2. A clear indication of what consists of start and end state(s) and also clear indication of what are valid states, in other words, a clear definition of a stat space for a given problem.

3. A set of rules to provide legal movement in state space.

4. A data structure (in our case a vector with three integer values) for indicating current state. When a typical rule is applied, this data structure changes to hold the new state as a result of application of this rule.

5. A logic which changes the state as per the applied rule, something which help the current vector value to change to a new vector value.

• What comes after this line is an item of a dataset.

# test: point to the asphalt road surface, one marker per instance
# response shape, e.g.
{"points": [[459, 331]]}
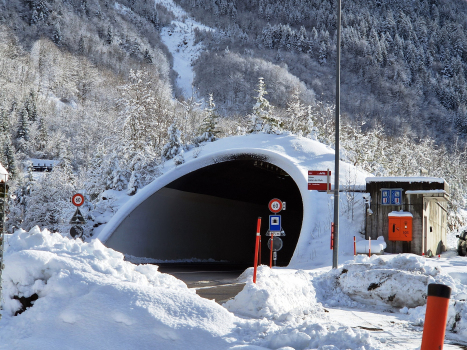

6. When more than one rule is applicable, a mechanism to decide which rule to be applied.

 

Last three requirements sound exaggerating, especially looking at the problem at hand. It is not really if one looks at real problem. Consider an auto navigator problem which helps the driver to navigate to the destination. How on earth, the navigator represents the problem itself (the data structure design)? Consider frames coming from various cameras in from various places in the car, its speed and other measurements coming from various gauges implemented on the dashboard, information coming from app like map and so on. The data structure is going to be a huge challenge, especially while considering the real time navigation requirements. When a driver decides to take a left turn while the program is deliberating over going straight or taking a right turn (due to some obstacle or police restrictions auto driver is not aware of), changing the landscape that fast is an equally difficult challenge.

 

In fact the requirement no 6 is daunting even for our trivial case. Consider our seven step solution. In many cases, the solution could have gone in different direction had we apply another rule there. For example in case of 4th step, we could have applied rule 9, 8, 6 etc but we chose rule 1, why? How do we know that rule 1 is more likely to lead to the solution?

 

In fact, the problem was so trivial that we could solve it manually and decide the next move based on the manual solution. Solving a problem that way is cheating as the program does not decide but the designer decides the next move. Such a cheating is not advisable for two reasons. The program acts like a dumb following designer’s instructions which we do not want. We want a program which can decide like human being. Second, such a cheating cannot help solve real world problems like chess. How can we decide each possible move sequences in chessa priory and encode them? Not only a human cannot enter all such move sequences, even if one somehow gathers them, it would be a non-trivial problem to store such a huge volume of data and also search such humongous database in real time.